Machinery & equipment AGP detects unauthorized expenditure on procurement

28 May, 2017

The Auditor General of Pakistan (AGP) has detected seven cases of the unauthorized expenditures on procurement of machinery and equipment, festival, publicity and promotion to the tune of Rs 53.47 million in the public sector enterprises (PSEs) of Khyber Pakhtunkhwa.
The Director General (DG) Commercial Audit and Evaluation (DG CA&E), Lahore carried out the audit of the accounts of PSEs. Government of Khyber Pakhtunkhwa conducts its operation under the Rules of Business 1973 that envisage Provincial Government as comprising four Principal Accounting Officers for different departments and authorities under its jurisdiction.
Financial provisions of the Constitution describe the government as Provincial Consolidated Fund and Public Account for which Annual Budget Statement is authorized by the Provincial Assembly in the form of budgetary grants. For this purpose, DG CA&E, Lahore, Lahore deployed a human resource of fourteen officers with staff utilizing 1,884 man days. Annual budget amounted to Rs 4.44 million. The office is mandated to conduct regularity (financial audit & compliance with authority audit) and performance audit for autonomous/semi autonomous bodies and projects run by these departments.

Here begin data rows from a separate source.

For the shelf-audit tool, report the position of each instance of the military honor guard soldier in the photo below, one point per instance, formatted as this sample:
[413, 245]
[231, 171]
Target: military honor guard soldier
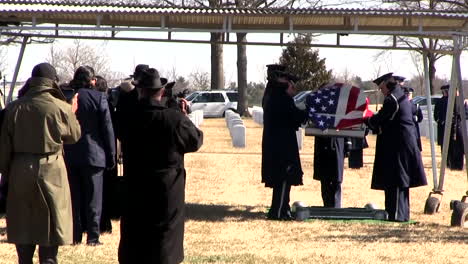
[281, 165]
[455, 149]
[398, 165]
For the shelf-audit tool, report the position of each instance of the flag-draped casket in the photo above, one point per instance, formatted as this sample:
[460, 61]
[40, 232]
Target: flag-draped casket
[337, 109]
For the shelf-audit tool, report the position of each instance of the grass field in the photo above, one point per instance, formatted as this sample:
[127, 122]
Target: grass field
[226, 205]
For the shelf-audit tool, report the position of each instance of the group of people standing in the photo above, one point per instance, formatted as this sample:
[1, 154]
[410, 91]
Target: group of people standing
[397, 167]
[56, 144]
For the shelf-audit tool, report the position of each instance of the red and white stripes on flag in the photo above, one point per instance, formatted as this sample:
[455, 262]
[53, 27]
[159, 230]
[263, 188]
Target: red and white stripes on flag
[351, 106]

In first case the audit has detected unauthorized procurement of machinery and equipment to the tune of Rs 34 million in Sarhad Development Authority (SDA) in violation of the Rule-7 (i) of the Khyber Pakhtunkhwa Procurement of Goods, Works and Services Rules, 2003. According to Rules, the procuring entity may follow pre or post qualification procedure for contracts other than for development works with estimated cost exceeding Rs 5 million in accordance with criteria specified in tender documents.

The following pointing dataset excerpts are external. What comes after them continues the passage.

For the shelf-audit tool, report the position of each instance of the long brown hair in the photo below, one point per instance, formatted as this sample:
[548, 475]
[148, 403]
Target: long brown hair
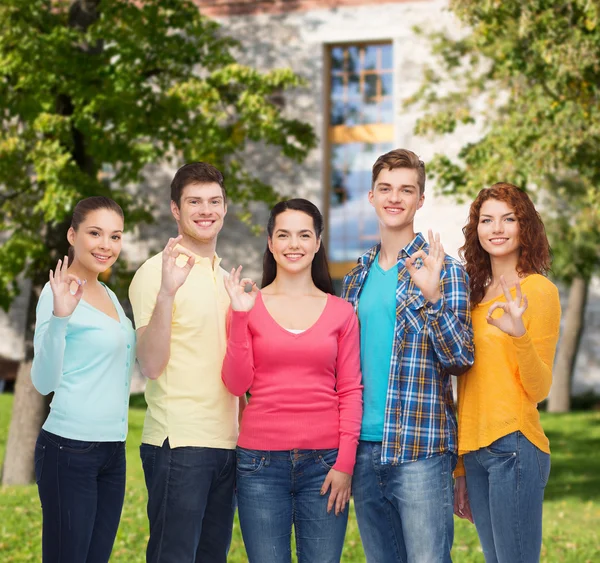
[319, 269]
[86, 206]
[535, 254]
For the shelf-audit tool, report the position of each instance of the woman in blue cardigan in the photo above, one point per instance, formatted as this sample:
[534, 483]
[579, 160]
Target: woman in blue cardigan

During the audit of SDA Peshawar, it was found that the management procured machinery and equipment worth Rs 34 million from M/s Miraj Limited vide agreement dated June 03. 2010, without observing conditions of prequalification of suppliers. The matter was reported to management in May 2012 and to the department in January 2013. The management replied in September 2012 stated that the purchase was made under SDA rules. Reply was not convincing as the authority has either to follow the KP Procurement Rules 2003 or to obtain relaxation from the Finance Department, Government of Khyber Pakhtunkhwa. Further, progress was, however, not reported till finalization of audit report. Departmental Account Committee (DAC) was not convened by the department despite reminders till finalization of the report. The auditor has directed investigation at the level of Administrative Department for fixing of responsibility.
In the second case, an unauthorized expenditure to the tune of Rs 6.69 million was pinpointed in Shandur Polo Festival-2011 over and above the approved cost for the event. According to Rule-10 (1) of General Finance Rules (GFR) every Public Officer is expected to exercise same vigilance in respect of expenditure incurred from public moneys as a person of ordinary prudence would exercise in respect of expenditure of his own money.
During audit of Tourism Corporation Khyber Pakhtunkhwa (TCKP), Peshawar, it was found that as per PC-1 an amount of Rs 10 million was approved and released to the District Coordination Officer (FCO) Chitral for the arrangement of Shandur Polo Festival 2011. Rs 16.69 million was incurred on the said festival resulting in excess expenditure of Rs 6.69 million.